26-5-1940 : A l'ordre de l'Armée aérienne :
Chef d'une patrouille triple a abattu un Heinkel 111 et le 3 juin, chef d'une patrouille simple a abattu un Henschel 126 avec le concours de ses deux èquipiers.
N'est-ce pas un très grand Français, un magnifique et courageux pilote, que nous venons de perdre ?

G.F.


Dans un ordre du jour à l'armée de l'air M. Charles Tillon rend hommage à nos aviateurs
M. Charles Tillon, ministre de l'Air, a publié récemment l'ordre du jour suivant :
L'Armée de l'Air a pris glorieusement sa part des durs combats qui se sont déroulés pour la libération définitive de la Haute-Alsace.
Je remercie les équipages qui, malgré l'opposition acharnée de l'ennemi et les conditions atmosphériques défavorables, ont mené, sans souci du danger, leurs appareils à l'assaut des défenses allemandes et ont permis à la première Armée de chasser l'ennemi de l'Alsace.
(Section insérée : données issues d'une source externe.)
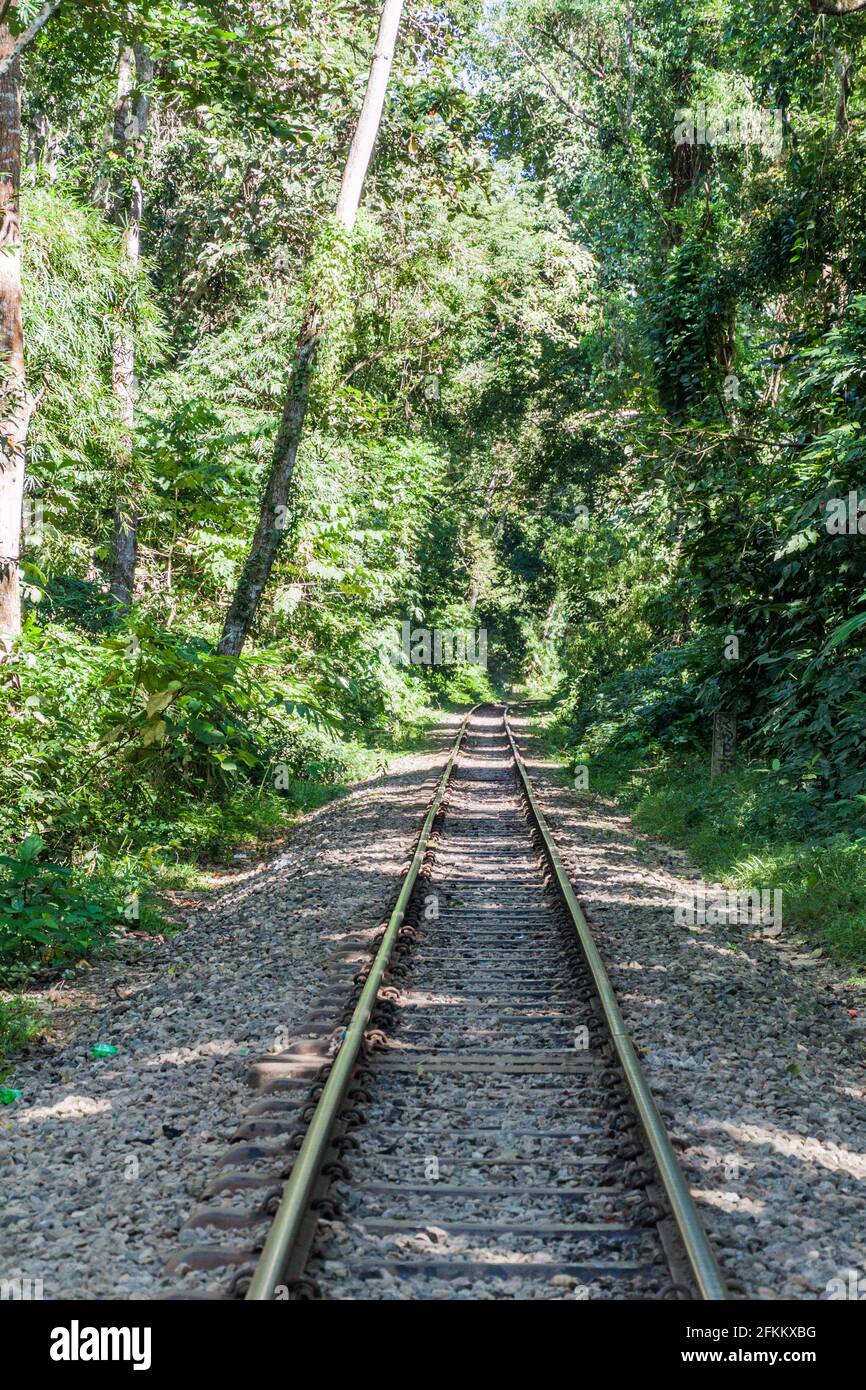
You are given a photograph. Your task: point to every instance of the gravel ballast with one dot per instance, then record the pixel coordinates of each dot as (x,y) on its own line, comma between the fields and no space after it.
(102,1158)
(754,1045)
En unissant toute l'Armée de l'Air dans ce sentiment de gratitude, j'évoquerai tout particulièrement ceux qui ont payé de leur vie cette victoire et, parmi eux, l'un des plus purs héros de notre aviation de chasse, le commandant Marin la Meslée qui symbolisa en 1939-1940, l'esprit offensif français et, par 20 victoires, détenait alors la palme des chasseurs.
Il a été abattu par la Flak, le 4 février 1945 au moment où, à sa 117e mission de guerre depuis le 8 novembre 1942, il piquait sur son Thunderbolt pour bombarder et mitrailler les objectifs ennemis de la région de Mulheim. Sa perte est ressentie durement par toute l'aviation française.